Under My Umbrella – Beautiful men!

by Maria Theresa L. Ungson

WHAT MAKES a man attractive?  A seismic shift in gender roles is turning men into objects of desire–much as women have traditionally been. At the leading edge of this social revolution, a very select group of women care–unusually stringently–about men’s bodies. Increasingly, men are running into a double standard of attractiveness–what women like about men’s bodies and what men think is manly.
“There’s coming to be an acceptance of men as sex objects, men as beautiful,” reports fashion arbiter Holly Brubach, style editor for the New York Times Magazine. Male mannequins now sport genital bulges and larger chests, and for the first time in window-dressing history, have achieved equality with female mannequins.
There is power in a certain kind of masculine beauty, and it’s a turn on according to the first national US survey ever done on men’s appearance and how they feel about it, collected from Psychology Today readers. It turns out that the world indeed is changing, and that there is now a subset of women who themselves are attractive, educated, and financially secure, who care about every aspect of the way their men look. They can choose good-looking men, and they do.
These women, by the way, are currently the minority. Still, all revolutions begin with a band of pioneers. This seems to be a start of change in how men will be viewed by the public.
The male body has arrived. Not only is it being offered up for scrutiny, it seems to be both hypermasculine and strangely feminine, a new mix that accurately reflects tremendous and ambivalent changes in culture.
Men believe their appearance has a greater impact on women than women themselves actually acknowledge. From hairline to penis size, men believe their specific physical features strongly influence their personal acceptability by women.
Women, in general, are quite willing to adapt to their own mate’s appearance, accepting features such as baldness or extra weight, even though their ideal male is different. Women tend to like what they’ve got–whether he is bearded, uncircumcised, short, or otherwise “off” the norm.
A significant subset of women who are financially independent and rate themselves as physically attractive place a high value on male appearance. This new and vocal minority unabashedly declares a strong preference for better-looking men. They also care more about penis size, both width and length.
For both men and women, personality wins hands down: it’s what men believe women seek, and indeed, what women say is most important in choosing a partner.
Nonetheless, men still care about their own looks.

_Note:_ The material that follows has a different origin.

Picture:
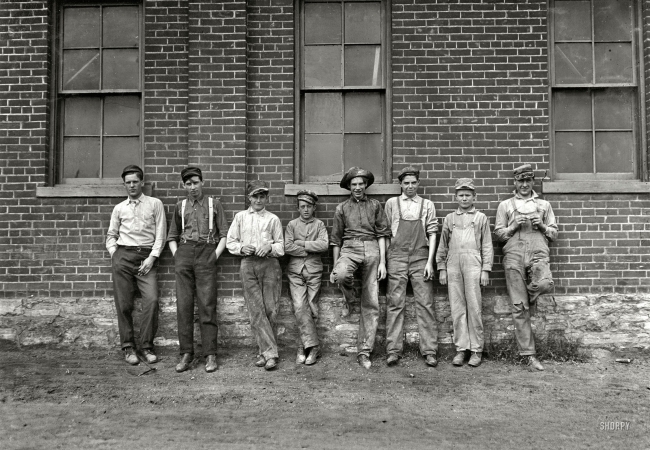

Though men give top priority to their sense of humor and intelligence, a nice face is a close third, and body build is not far behind. Women give an overall lower significance to men’s physical appearance, but height is still an important turn-on for women.
Men are scared of losing their hair, but women are more accepting of baldness in a mate than men realize. Both men and women prefer clean-shaven men–today.
Men are less worried about being overweight than are most women, but more concerned about muscle mass–reflecting our cultural ideals of thin women and powerful men. The muscle-bound body build was highly rated by men, while women preferred a medium, lightly muscled build in their ideal males.
Curiously enough, there seems to be emerging a single standard of beauty for men today: a hypermasculine, powerfully shaped body. It’s an open question whether that standard will become as punishing for men as has women’s superthin standard.
We are moving away from the old adage: men do, women are. As noted anthropologist David Gilmore, Ph.D., author of Manhood in the Making, states, “That dual view will never entirely go away, but now we’re reaching some kind of compromise, where there is more choice. Women can choose men who are not rich or successful, but who are beautiful.”
Although the survey was done in the US, I can truly say that the same is going on in the Philippines.  With the emergence of women power and gender sensitivity, women are in a way considered the “stronger” sex.  Besides that, a whole lot of our women prefer to work rather than be a housewife. Gone are the days of the subservient woman.  The growing trend is women who work and earn their own money.  Nowadays, women don’t really mind helping out in expenses or paying for the bill occasionally and their partners now are also more willing to accept the “help” offered by their lady.  That doesn’t make them less of a man it just signifies that they do recognize and respect the contribution of women in the relationship and household.
There are women nowadays who think more like a man since they have the position and the salary that men make too.  Men who are the usual providers in the family have control over the family.  Women who earn and support themselves are very similar to men.  They can have several relationships at a time and really choose their partners who would suit their criteria of attractiveness.  Although society frowns at women who support their male partners, come to think of it, if you have the money and want to share it with a partner isn’t it but wise to share it with someone who would stimulate your senses? Why “waste” the cash on someone who’s not your type anyway?  Thus, let us not judge these strong, powerful women for their wanting a beautiful man…this is something very natural and should be seen as simply an exercise of their freedom of choice.
There is indeed a growing culture of beautiful men!  And, men too are a sight to behold.  Well, we women can handle the gaping mouth and the obtrusive stares better than men.  Note that women do look and appreciate men who are clean, look and smell good.  Uhuh, the word “yummy” crosses our mind!  It’s not only you guys who watch the ladies…you too are being watched!  It really takes two to tango!